I’m finding my character traits very frustrating at the moment. I hate the echoes of timidness I still have from when I was a child. I thought I was over this but I realised last week that it was still there. I’ve probably mentioned this before, but when I was a child I was so timid that I was virtually mute until I left primary school, the timidness was so physical to me I just could not bring myself to speak in lessons when prompted by teachers, one teacher in particular was awful (she was the one who first described me as timid) she told me to answer a certain question even if I thought it was wrong and I just could not do it. So she kicked me out of the classroom. That was years and years ago but I’ve never forgot it because it epitomises just how much of a grip being timid had on me.
Its a horrible word, I don’t like it and how it defines a lot of me. I’m constantly scared of upsetting people, people getting angry with me or whatever.
It is frustrating because I’m too scared to demand answers from the people looking after my mum or to complain about her care. I do ask but it just doesn’t feel enough, I come away with more questions and more frustrated that I didn’t press them to tell me more. I’m angry with myself for being a grown adult and still being scared of being “told off”. And if I can’t stand up for myself, for my mum (the most important person to me) then how could I have expected myself to do that in a job that entails that from me everyday (the goal to study medicine). I just have no resolve. My confidence falls flat in the middle- like a cake which is taken too soon out of the oven that just sinks in the middle. Its not real and is shattered as soon as it is challenged so to speak.

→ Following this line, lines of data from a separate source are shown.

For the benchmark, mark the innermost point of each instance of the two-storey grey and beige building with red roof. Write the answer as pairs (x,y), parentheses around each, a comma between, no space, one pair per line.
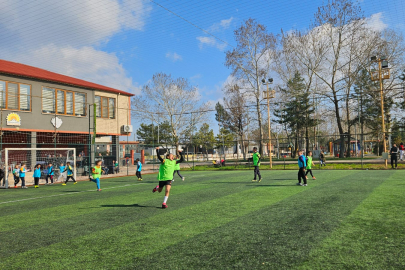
(44,109)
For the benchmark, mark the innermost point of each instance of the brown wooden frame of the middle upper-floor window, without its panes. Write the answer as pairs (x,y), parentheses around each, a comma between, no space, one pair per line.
(56,90)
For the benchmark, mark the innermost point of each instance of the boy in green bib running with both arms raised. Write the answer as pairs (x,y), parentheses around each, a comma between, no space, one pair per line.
(166,171)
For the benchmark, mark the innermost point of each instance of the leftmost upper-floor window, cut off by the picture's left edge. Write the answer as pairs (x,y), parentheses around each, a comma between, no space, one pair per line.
(15,96)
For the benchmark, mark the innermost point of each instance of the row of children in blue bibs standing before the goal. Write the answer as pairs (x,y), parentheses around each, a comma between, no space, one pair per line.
(19,174)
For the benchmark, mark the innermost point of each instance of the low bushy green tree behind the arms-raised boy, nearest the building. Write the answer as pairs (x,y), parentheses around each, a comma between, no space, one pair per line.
(153,134)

My schools put me through assertiveness ‘classes’ etc but they just didn’t work; when I’m being assertive I feel like I’m being aggressive, the rest of the time I am passive. (The three terms I recall from the classes: passive, assertive and aggressive) My counsellor and I have talked about it at length but haven’t found any ways to address it. I’m not finding counselling helpful at the moment, I mean she’s lovely and its good to talk but even she concedes that this is not counselling but ‘merely’ support. I’ve made virtually no progress in 2 years of seeing her. I had counselling from 16-18 which worked well. Part of the problem is my mindset very much relies on external factors to myself for example, my mum. I find it hard that I can’t change certain things. The other part of the problem is that I can’t change my thoughts however hard I try, everyday I am plagued by the same bad thoughts from the minute I wake up until I fall asleep. I can’t feel good about anything I do, it is never good enough. My counsellor doesn’t think CBT (cognitive behavioural therapy) would be effective either because as mentioned a lot of the factors that contribute to my mindset are external.

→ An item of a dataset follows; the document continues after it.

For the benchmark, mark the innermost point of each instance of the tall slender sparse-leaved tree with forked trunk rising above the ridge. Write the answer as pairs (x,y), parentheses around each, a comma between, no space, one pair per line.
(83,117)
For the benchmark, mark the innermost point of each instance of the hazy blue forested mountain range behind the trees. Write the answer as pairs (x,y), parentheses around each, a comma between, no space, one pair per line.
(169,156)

I hate that I cave in, even when someone has upset me and hasn’t shown me the consideration I have shown them. I forgive too easily. I resolve to limit these individuals’ presence in my life but I cave in and allow myself to feel negative. This is a quote I read on a friend’s Facebook page that gave me food for thought: “Be soft. Do not let the world make you hard. Do not let the pain make you hate. Do not let the bitterness steal your sweetness. Take pride that even though the rest of the world may disagree, you still believe it to be a beautiful place.” I feel like the world is starting to make me hard in that I lack patience with myself.
I’m worried about this week because so much is happening. Sometimes there is too little time to think, other times there is too much time to think. I don’t know which is worse.